I spent the last few days scraping game data, dusting off code and generally getting the basketball predictor back online.  The current version of the predictor uses an average of 4 linear regressions.  These models are based upon: (1) the Govan rating, (2) the TrueSkill rating, (3) a Batch Gradient Descent (BGD) rating, and (4) a rating based on a wide variety of statistical measures (such as "offensive rebounds per possession").   Individually, each of these models has a RMSE of less than 11 on my test corpus.   Unfortunately, they're all highly correlated, so the combined model doesn't do any better than the best of the underlying models.  Currently it has an RMSE of 10.79 on my test corpus.

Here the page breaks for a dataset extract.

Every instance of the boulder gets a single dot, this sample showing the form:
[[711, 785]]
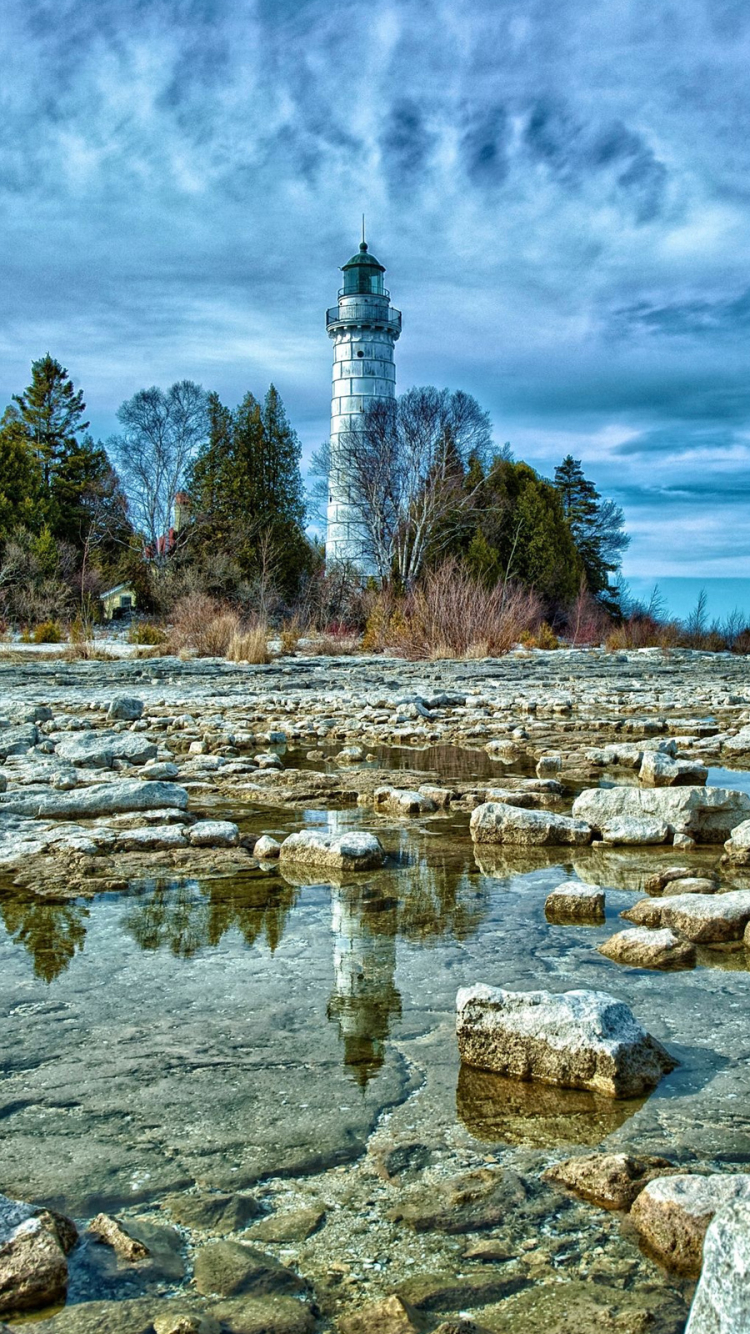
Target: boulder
[[214, 834], [575, 1039], [126, 709], [706, 814], [100, 750], [635, 831], [34, 1243], [575, 902], [111, 798], [643, 949], [671, 1214], [722, 1299], [611, 1181], [658, 770], [495, 822], [737, 846], [347, 853]]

During the season I compare the model predictions against the line and "bet" games where the prediction differs significantly from the line.  "Significantly" is a relative term.  When I first started doing this, my model often differed from the line by 10 points or more.  As the model has improved, those differences have narrowed considerably.  (As would be expected.  The line is usually the best predictor.)  In my testing so far this year, I've only seen a difference of more than 5 points once.  There is some good mathematical work on sizing wagers based upon bankroll, perceived advantage, etc., but I've gone to a simple approach of betting $10 with an advantage of < 5 points and$20 with an advantage of >5 points.  (Adopted after the 1/14 games shown below.)

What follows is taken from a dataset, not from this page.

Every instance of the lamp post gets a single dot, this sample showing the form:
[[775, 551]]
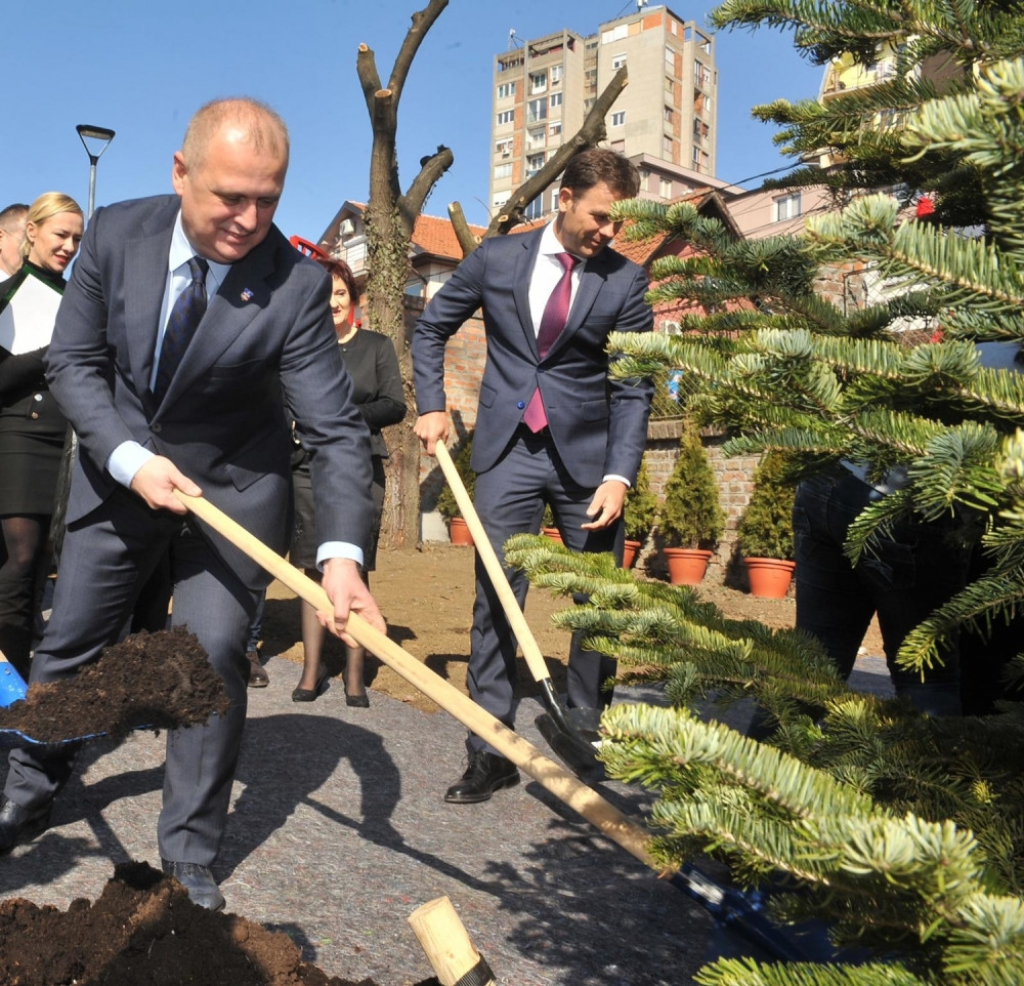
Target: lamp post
[[101, 137]]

Here are the games the model has "bet" so far (no real money was harmed):

 Date Home Score Away Score MOV Line Pred Adv Risk Win Result Won v.Line 1/14 Tennessee St. 52 SIU Edwardsville 49 3 16 8.8 -7.2 20 17.39 17.39 1 1 1/14 LA Lafayette 87 Florida Intl. 81 6 10 5.1 -4.9 20 19.05 19.05 1 1 1/14 Murray St. 81 Tennessee Tech 73 8 12 16.5 4.5 20 18.18 -20 1 0 1/14 Houston 55 Memphis 89 -34 -8.5 -4.2 4.3 20 17.39 -20 1 0 1/15 Ohio St. 80 Indiana 63 17 13.5 9.1 -4.4 10 9.09 -10 1 0 1/15 Bradley 78 Northern Iowa 67 11 -10 -7.2 2.8 10 8.70 8.70 0 1 1/15 USC 47 UCLA 66 -19 2 1.5 -0.5 10 9.09 9.09 0 1 1/16 Syracuse 71 Pittsburgh 63 8 13.5 17.3 3.8 10 9.09 -10 1 0

So far this season the model is 50% against the line (and subsequently down about $5) and 75% picking the correct outcome. The (evolving) model picked 38 games last year, and over the two seasons so far is at a 63% win percentage and 60% versus the line (+$133).  Both are probably short-term aberrations -- the model has a 74% win percentage when tested against my corpus of 12K games.

I won't generally be posting predictions, but I will try to summarize the model's performance a few times during the season, as I'm sure it makes for interesting reading :-).